Arbeitsgemeinschaft der Wissenschaftlichen Medizinischen Fachgesellschaften
Medizin / Kommunikation - 14.09.2011

Viszeralmedizin 2011 - Risiko für Speiseröhrenkrebs neu bewertet

Sodbrennen ist unangenehm und kann Krebs auslösen


Leipzig - Etwa sieben Prozent der Deutschen leiden unter Sodbrennen: Vom Magen in die Speiseröhre fließender Magensaft fügt ihnen brennende Schmerzen zu. Wiederholt sich dieser sogenannte Reflux, kann sich die Speiseröhre entzünden, im schlimmsten Fall Krebs entstehen. Auf Krebs weisen bestimmte Zellen in der Schleimhaut der Speiseröhre hin. Von ihnen hängt ab, ob eine Krebstherapie notwendig wird.

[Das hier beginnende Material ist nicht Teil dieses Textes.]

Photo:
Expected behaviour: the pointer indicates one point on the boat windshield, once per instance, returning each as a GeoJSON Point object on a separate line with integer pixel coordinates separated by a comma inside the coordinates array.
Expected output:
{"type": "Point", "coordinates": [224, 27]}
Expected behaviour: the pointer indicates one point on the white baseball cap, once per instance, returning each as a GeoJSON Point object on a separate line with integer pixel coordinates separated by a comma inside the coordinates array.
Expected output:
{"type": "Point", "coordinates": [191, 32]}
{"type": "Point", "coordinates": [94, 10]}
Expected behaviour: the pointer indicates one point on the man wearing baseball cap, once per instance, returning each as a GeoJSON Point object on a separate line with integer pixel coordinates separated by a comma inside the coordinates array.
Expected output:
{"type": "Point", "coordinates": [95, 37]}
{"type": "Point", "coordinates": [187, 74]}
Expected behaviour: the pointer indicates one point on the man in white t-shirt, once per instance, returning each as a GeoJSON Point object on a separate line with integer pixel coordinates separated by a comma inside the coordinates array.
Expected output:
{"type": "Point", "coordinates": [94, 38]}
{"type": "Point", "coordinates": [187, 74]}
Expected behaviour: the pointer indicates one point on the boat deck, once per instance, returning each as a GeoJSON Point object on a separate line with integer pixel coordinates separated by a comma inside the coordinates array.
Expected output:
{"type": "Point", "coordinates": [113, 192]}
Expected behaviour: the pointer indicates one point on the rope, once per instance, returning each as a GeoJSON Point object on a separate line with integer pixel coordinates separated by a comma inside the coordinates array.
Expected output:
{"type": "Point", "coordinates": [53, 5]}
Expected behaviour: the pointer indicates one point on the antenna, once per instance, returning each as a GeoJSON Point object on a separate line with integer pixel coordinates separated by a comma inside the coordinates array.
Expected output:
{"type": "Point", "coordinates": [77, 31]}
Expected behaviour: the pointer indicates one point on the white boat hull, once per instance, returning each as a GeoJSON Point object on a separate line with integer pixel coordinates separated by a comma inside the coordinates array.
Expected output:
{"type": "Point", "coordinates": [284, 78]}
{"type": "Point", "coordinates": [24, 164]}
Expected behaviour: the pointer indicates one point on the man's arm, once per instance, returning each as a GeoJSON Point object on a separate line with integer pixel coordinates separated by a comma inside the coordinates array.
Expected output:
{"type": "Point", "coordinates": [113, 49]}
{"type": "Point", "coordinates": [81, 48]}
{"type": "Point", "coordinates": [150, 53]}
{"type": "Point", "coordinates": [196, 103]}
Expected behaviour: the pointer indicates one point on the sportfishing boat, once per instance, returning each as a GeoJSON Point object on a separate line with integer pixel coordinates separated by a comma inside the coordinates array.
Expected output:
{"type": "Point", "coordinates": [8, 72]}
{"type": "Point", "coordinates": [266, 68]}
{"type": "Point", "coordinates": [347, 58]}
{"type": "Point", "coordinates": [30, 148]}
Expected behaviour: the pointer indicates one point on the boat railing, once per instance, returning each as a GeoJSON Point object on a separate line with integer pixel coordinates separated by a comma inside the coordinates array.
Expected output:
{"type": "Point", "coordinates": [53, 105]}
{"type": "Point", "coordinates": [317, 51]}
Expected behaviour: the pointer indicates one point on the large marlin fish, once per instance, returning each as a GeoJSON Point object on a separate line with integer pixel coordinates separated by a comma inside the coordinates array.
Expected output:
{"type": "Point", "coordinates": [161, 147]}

Die aktuellen Kriterien für eine Behandlung und wie sich unnötige Therapien vermeiden lassen, diskutieren Experten der Deutschen Gesellschaft für Verdauungs- und Stoffwechselkrankheiten (DGVS) auf dem Kongress "Viszeralmedizin 2011", der vom 14. bis 17. September 2011 in Leipzig stattfindet. Darüber hinaus erläutern sie aktuelle Therapien.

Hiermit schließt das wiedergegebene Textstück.